God Does the Guarding

When we refuse to worry about anything and commit to pray about everything, when we thank God for His dear and abiding self inside our heart, then, Paul says, “the peace of God, which transcends all understanding, will guard your hearts and your minds in Christ Jesus” (Phil. 4:7).

The word “guard” brings into focus the image of a stronghold. God puts a garrison of soldiers around our hearts to face the enemy that besieges us. How does it happen? It happens when we respond to fear with faith, and to worry with worship.
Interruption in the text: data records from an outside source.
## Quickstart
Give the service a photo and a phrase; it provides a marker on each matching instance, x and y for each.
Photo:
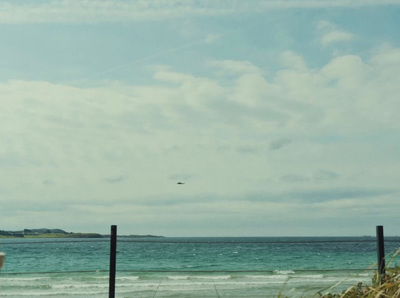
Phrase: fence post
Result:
(113, 259)
(381, 250)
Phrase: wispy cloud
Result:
(331, 35)
(97, 11)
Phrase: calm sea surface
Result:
(188, 267)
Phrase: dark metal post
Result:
(113, 260)
(381, 250)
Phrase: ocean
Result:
(189, 267)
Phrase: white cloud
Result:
(69, 148)
(97, 11)
(336, 36)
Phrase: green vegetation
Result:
(384, 286)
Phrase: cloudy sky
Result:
(281, 117)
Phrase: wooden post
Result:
(381, 250)
(113, 261)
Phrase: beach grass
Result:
(382, 285)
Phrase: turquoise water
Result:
(187, 267)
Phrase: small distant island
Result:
(58, 233)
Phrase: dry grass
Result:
(384, 286)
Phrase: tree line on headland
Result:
(47, 233)
(58, 233)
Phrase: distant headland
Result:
(58, 233)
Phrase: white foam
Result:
(212, 277)
(284, 272)
(178, 277)
(129, 278)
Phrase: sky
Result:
(281, 117)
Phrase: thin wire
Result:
(202, 242)
(184, 271)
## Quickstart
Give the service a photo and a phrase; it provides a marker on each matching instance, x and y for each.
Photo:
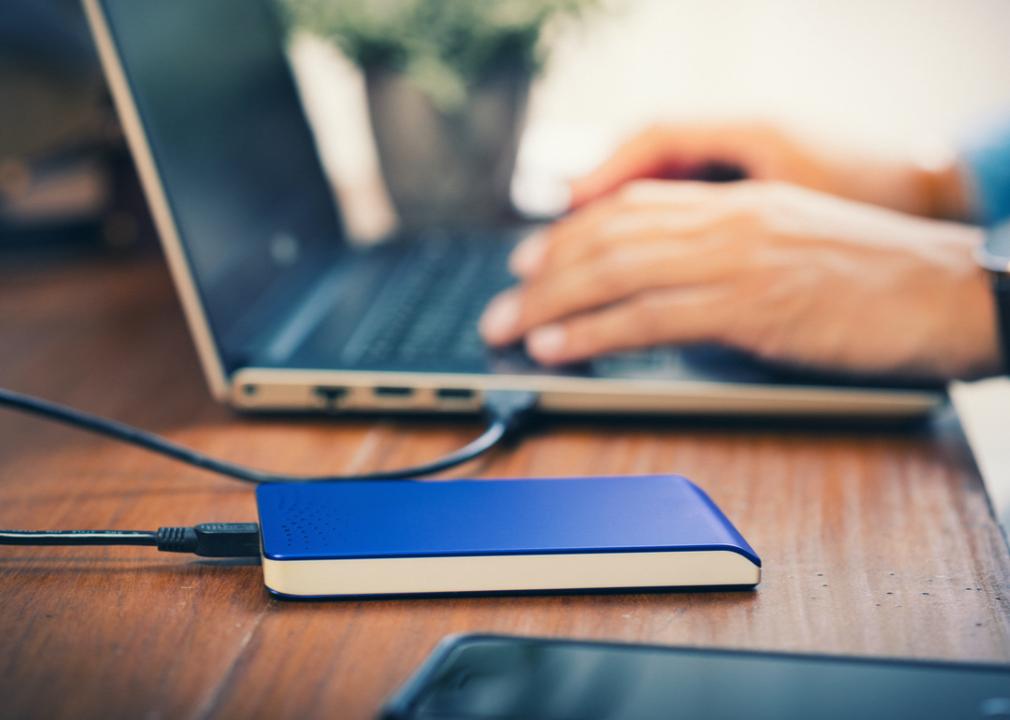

It happens when we are deep in God’s Word on a daily basis, hiding verses of promise away for a rainy day.

Peace is a commodity our fear-ridden world is looking for. Peace is spoken of over 150 times in the Old Testament and over eighty times in the New Testament. Paul uses the word over forty times. Peace is something that enters the heart and makes it able to rise above all outside conditions.

Worry, in the end, disguises unbelief. And unbelief–coming to expression in a feeling of uneasiness or dread often related to negative thinking–takes us down, spoils our witness, and robs us of power to cope. Worry superimposes the future on the present and empties today of its strength.

Do you suffer from perpetual uneasiness? Do you have a chronic low-grade spiritual headache? You need to listen to Paul. Logic says that 10 percent of things you worry about actually happen –and that leave 90 percent of things you worry about that don’t happen. Guess what I worry about? The 10 percent that will. The problem is that I waste today worrying about tomorrows that in most instances never come. Though logic can’t keep me from worrying, God can. As J. B. Phillips writes in his translation of 1 Pet. 5:6, “You can throw the whole weight of your anxieties upon him, for you are his personal concern.” The secret of the spiritual art of serenity and its resulting freedom from anxiety starts and ends here—in God’s loving arms.